A Vegan Christmas – How one family makes their vegan relative feel welcome.

How do vegans in western “christian” countries celebrate christmas / Christmas, a celebration so typically centred around meat products.

In different parts of the world the focus of the meal might be roast goose, turkey, pork, ham, in warmer climates it might be sea-animals (“seafood”) or barbecue. With creamy, buttery, bacony extras. A few vegetables thrown in for colour.

I have been vegan or vegetarian for over half my life, and my family still seem unable to cope with that.

A recent discussion with family members on plans for this year, I was told in no uncertain terms that I always ruin Christmas for everybody because I think I am “too good” to eat meat. (If the success or failure of Your christmas depends on forcing the vegan to eat meat or they will be excluded, it would probably be a failure even if you did convince them to eat meat).

How about I have a vegan christmas, a couple of days earlier, where I can make all the foods I enjoy and share them with my family? I suggested.

Nooooo! That would be me dictating to everyone what they can have for christmas, that would be me making christmas all about me, that would be me thinking I’m too good to celebrate christmas with the rest of my loved ones, that would be me spoiling christmas – again.

My sibling conspired with my mother on a whole range of foods that could be prepared (the same sibling who puts feta cheese in the vegan salad, on the basis that it is white, it must be vegan cheese).

But I don’t want anyone to go to any trouble. That would make me ungrateful, when my sibling is being so generous, that would be ruining christmas – again.

So, if I understand my family – my sibling making sort-of vegan food for the vegan is generous and a refusal is being ungrateful. But a vegan making a vegan meal is being selfish.

So what? What would it take to make you happy, what do I need to do to prove that I don’t think I’m “too good” to join in, do you actually want me to eat meat? Would that be not ruining christmas?

The answer, YES.

This was not an idle comment, this was a serious response from my loved one, Eating Meat is their idea of me not ruining christmas for them.
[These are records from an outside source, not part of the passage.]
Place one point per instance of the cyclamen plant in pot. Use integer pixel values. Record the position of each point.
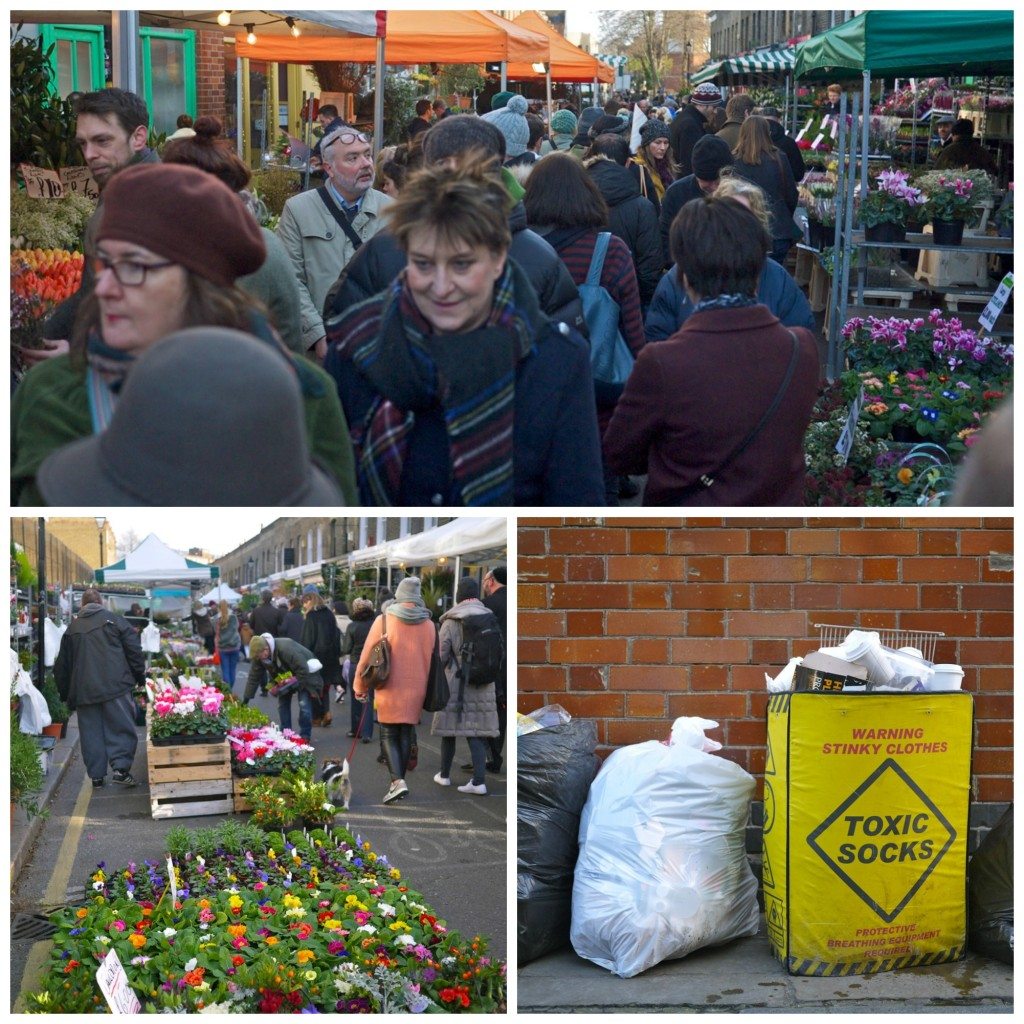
(889, 203)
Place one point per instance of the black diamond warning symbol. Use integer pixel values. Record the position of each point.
(884, 840)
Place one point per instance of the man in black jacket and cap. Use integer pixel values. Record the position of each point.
(380, 259)
(691, 123)
(99, 663)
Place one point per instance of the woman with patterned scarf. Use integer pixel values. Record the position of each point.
(170, 247)
(458, 388)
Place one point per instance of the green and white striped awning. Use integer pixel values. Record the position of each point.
(761, 62)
There is no words, this is something verging on impossible to comprehend. How can your family think the best way for you to celebrate christmas is for you to turn your back on almost a lifetime of belief, abandon the very core of who you are and how you choose to interact with the world.

Apparently, the ONLY WAY to not ruin christmas for everybody (it seems I’m not an everybody) is to eat meat.
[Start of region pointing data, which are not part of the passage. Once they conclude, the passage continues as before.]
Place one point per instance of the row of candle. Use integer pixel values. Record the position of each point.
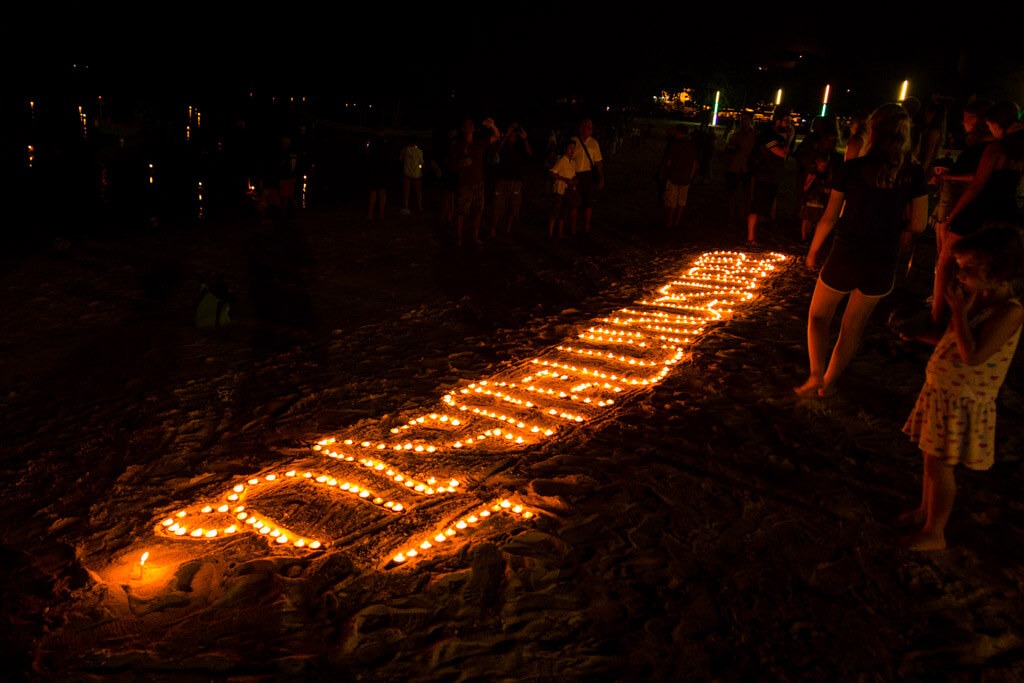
(522, 406)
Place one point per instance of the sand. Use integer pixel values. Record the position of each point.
(709, 526)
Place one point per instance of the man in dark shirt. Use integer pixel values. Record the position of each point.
(770, 152)
(678, 168)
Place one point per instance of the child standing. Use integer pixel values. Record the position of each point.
(564, 201)
(953, 421)
(411, 158)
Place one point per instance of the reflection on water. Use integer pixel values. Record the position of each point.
(102, 164)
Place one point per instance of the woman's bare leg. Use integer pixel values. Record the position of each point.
(858, 309)
(824, 301)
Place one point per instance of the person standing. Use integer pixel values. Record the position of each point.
(412, 175)
(564, 199)
(989, 198)
(678, 170)
(770, 153)
(953, 419)
(880, 196)
(737, 179)
(590, 170)
(513, 151)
To prove that I’m part of the family, I have to abandon who I am.

By abandoning who I am, my loved ones might accept me.
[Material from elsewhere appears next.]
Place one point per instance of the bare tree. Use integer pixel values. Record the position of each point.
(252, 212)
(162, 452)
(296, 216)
If I don’t show up, I’m ruining christmas.
If I show up and don’t join in the meal, I’m ruining christmas.
If I make my own food, I’m ungrateful and ruining christmas.
If I show up and don’t eat the non-vegan vegan food, I’m ungrateful and ruining christmas.

If I show up and eat meat, then, christmas – for everybody – is a success.

(And apparently I’m the one who makes every christmas All About Me!)


image of turkey from wikipedia, used without permission

This is a no win situation.

I lose myself or I lose my family.

Merry Christmas from Red Glitter (editor of VALA)

4 Responses to “A Vegan Christmas – How one family makes their vegan relative feel welcome.”

  1. i sooo understand what you’re saying!!!!!

  2. I want to Thank You for sharing, but I used your blog as a relative article, so others would respect people who choose to be Vegan. I feel it should be a shared time when both should respect each others choice. You have a Safe & Joyful Holiday.